Yeah businesses that only exist because of free trade are not going to survive

That's essentially all of them.

Looks like we're headed for the second Great Depression. Should make the GFC look like a cakewalk. No matter how many times governments have tried, you can't take tax your way to prosperity.

How can people trust with this level of malfeasance? How do we get the trust back?

In Star Trek: The Next Generation, a powerful immortal trickster being ("Q") who has tangled with the Enterprise many times appears on the bridge of the Enterprise. He tells a story of having his powers stripped for his sins and begs the crew's help. The crew are, understandably, skeptical. He plaintively claims to be mortal and asks what he can do to convince the crew that he is indeed mortal. The Enterprise's Klingon security officer has the answer:

Die.

"I'm in danger from one gang because I'm a member of another gang" is a cheeky reason to demand asylum, but I don't think it's actually valid. And Garcia claims not to be a member of MS-13.

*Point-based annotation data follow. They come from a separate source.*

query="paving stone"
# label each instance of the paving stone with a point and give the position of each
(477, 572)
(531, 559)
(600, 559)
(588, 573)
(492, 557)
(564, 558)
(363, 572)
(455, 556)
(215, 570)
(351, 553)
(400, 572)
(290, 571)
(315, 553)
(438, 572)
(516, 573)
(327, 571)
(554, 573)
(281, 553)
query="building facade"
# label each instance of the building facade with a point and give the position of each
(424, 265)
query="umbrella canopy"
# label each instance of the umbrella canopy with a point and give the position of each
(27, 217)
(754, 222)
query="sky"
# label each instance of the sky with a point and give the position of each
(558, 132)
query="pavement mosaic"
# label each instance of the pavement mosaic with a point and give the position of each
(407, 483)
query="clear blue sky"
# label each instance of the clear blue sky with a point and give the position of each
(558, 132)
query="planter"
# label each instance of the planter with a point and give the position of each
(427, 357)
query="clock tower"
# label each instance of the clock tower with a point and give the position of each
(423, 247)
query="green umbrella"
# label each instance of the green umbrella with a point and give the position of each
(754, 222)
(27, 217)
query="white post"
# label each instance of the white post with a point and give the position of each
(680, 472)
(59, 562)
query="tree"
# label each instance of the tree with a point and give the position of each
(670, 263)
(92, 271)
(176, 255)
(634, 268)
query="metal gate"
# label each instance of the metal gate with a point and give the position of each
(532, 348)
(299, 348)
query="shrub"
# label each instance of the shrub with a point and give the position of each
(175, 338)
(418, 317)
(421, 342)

In fact, this isn't true; lots of cases (usually involving traffic stops, because that's where it comes up most) say a Miranda warning isn't required in these edge cases. But even if it were: easy solution, mirandize the guy first.

Have you ever had interrogation techniques used on you, e.g. Reid Technique? They work really well... innocent or guilty. And there's always the old "keep them in an interrogation room for hours on end and tell the they can go home once they've confessed" thing. The cops have all the advantages, having them give a warning in the beginning that you can, in fact, keep your mouth shut isn't unreasonable.